Partagée par des villes de taille et de situation différentes, la démarche consiste à replacer les fleuves, les rivières et leurs zones humides au cœur de la vie urbaine, en référence aux rapports historiques entre les citadins et les lieux d'eau, coordonnés autour des fonctions alimentaire, défensive, d'échange, énergétique, chimique, fongique et ludique.

Partant de ce principe général, notre communication a non seulement pour but de caractériser le sens et la portée de cette démarche mais encore de relever les évolutions paysagères et les mutations d'organisation de l'espace induites, ainsi que leurs effets sur le milieu. Les villes moyennes du Bassin parisien forment à ce titre un terrain d'investigation porteur au regard de leur engouement commun à l'égard de milieux fluviaux et humides variés.

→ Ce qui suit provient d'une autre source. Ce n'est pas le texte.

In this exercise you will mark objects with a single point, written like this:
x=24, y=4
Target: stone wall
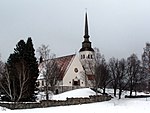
x=51, y=103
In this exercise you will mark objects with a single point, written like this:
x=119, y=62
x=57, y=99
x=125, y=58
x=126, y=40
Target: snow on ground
x=84, y=92
x=124, y=105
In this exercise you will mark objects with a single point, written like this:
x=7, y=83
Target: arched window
x=91, y=56
x=88, y=56
x=83, y=56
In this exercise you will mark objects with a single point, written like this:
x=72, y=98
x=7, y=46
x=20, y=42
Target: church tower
x=86, y=53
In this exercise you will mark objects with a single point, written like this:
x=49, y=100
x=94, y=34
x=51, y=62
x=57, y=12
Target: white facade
x=75, y=74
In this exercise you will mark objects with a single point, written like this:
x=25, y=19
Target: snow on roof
x=62, y=62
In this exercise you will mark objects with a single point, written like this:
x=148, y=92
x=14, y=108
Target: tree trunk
x=120, y=92
x=115, y=90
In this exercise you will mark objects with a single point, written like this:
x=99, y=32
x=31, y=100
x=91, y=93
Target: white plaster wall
x=71, y=74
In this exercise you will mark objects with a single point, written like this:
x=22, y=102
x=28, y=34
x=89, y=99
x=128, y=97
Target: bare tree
x=51, y=69
x=122, y=76
x=146, y=64
x=102, y=78
x=113, y=68
x=134, y=73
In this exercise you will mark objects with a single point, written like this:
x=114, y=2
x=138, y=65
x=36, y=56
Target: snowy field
x=123, y=105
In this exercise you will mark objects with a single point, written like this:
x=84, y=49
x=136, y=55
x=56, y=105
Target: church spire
x=86, y=44
x=86, y=27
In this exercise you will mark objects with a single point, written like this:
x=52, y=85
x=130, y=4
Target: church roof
x=63, y=64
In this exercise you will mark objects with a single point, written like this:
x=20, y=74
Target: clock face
x=75, y=70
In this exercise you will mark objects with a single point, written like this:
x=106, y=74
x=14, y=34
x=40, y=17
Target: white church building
x=76, y=70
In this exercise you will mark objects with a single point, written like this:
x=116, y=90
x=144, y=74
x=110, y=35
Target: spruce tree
x=23, y=71
x=33, y=67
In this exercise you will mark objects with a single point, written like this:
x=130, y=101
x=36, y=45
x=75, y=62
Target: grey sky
x=117, y=27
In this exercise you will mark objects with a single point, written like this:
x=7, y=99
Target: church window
x=42, y=82
x=88, y=56
x=75, y=70
x=76, y=82
x=83, y=56
x=91, y=56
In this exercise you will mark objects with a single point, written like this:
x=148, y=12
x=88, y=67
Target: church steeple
x=86, y=27
x=86, y=44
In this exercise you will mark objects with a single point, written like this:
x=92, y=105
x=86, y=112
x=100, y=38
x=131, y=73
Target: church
x=76, y=70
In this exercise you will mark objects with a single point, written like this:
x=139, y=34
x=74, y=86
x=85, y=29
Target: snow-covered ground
x=124, y=105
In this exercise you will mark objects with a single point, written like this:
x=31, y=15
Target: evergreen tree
x=22, y=69
x=33, y=67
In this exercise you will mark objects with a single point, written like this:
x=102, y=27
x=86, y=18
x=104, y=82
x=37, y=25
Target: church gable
x=63, y=64
x=75, y=74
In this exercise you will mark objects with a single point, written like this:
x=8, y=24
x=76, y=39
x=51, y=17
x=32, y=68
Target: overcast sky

L'étude des projets révèle d'emblée une pluralité d'approches, que l'on présentera autour de cinq thématiques dominantes : développer les loisirs de plein air, maîtriser les transports urbains, respecter les milieux fluviaux et humides et leur fonctionnement, valoriser les patrimoines naturels et culturels, assurer le développement local. Nous verrons que cette pluralité d'approches traduit la grande diversité des milieux fluviaux et humides étudiés, à la fois observée sur les plans hydraulique et morphologique. Nous proposerons alors la notion de requalification urbaine pour caractériser une démarche hybride et peu formalisée, dont les multiples réflexions urbaines engagées ont en commun la volonté d'être articulées autour des milieux d'eau et de leurs enjeux de gestion tout en répondant aux attentes de la cité.
Dans les faits, l'analyse des aménagements fait néanmoins apparaître une nette hiérarchisation parmi les différents types d'approches à l'eau recensés, privilégiant la mise en œuvre d'une requalification urbaine autour des loisirs de plein air et de la question patrimoniale. Ces actions sont certes populaires mais interrogent quant à la potentielle uniformisation des milieux d'eau induite. Perçue à la fois sur les plans esthétique et fonctionnel, nous verrons que cette uniformisation peut être présentée comme un risque dans la mesure où elle tendrait à négliger la diversité interurbaine et intra-urbaine des milieux d'eau. Chaque zone humide urbaine est en effet unique étant donné que son fonctionnement, ses formes et sa structure paysagère sont l'héritage d'un façonnement pluriséculaire. Tout l'intérêt de notre travail est de mesurer la portée de cette uniformisation au regard de ces éléments.

Le côté paradoxal de la requalification urbaine des milieux fluviaux et humides se situerait sur la confrontation d'un engouement commun, d'une diversité d'approches et d'un rendu similaire potentiel ; c'est ce que nous tenterons de mettre en lumière.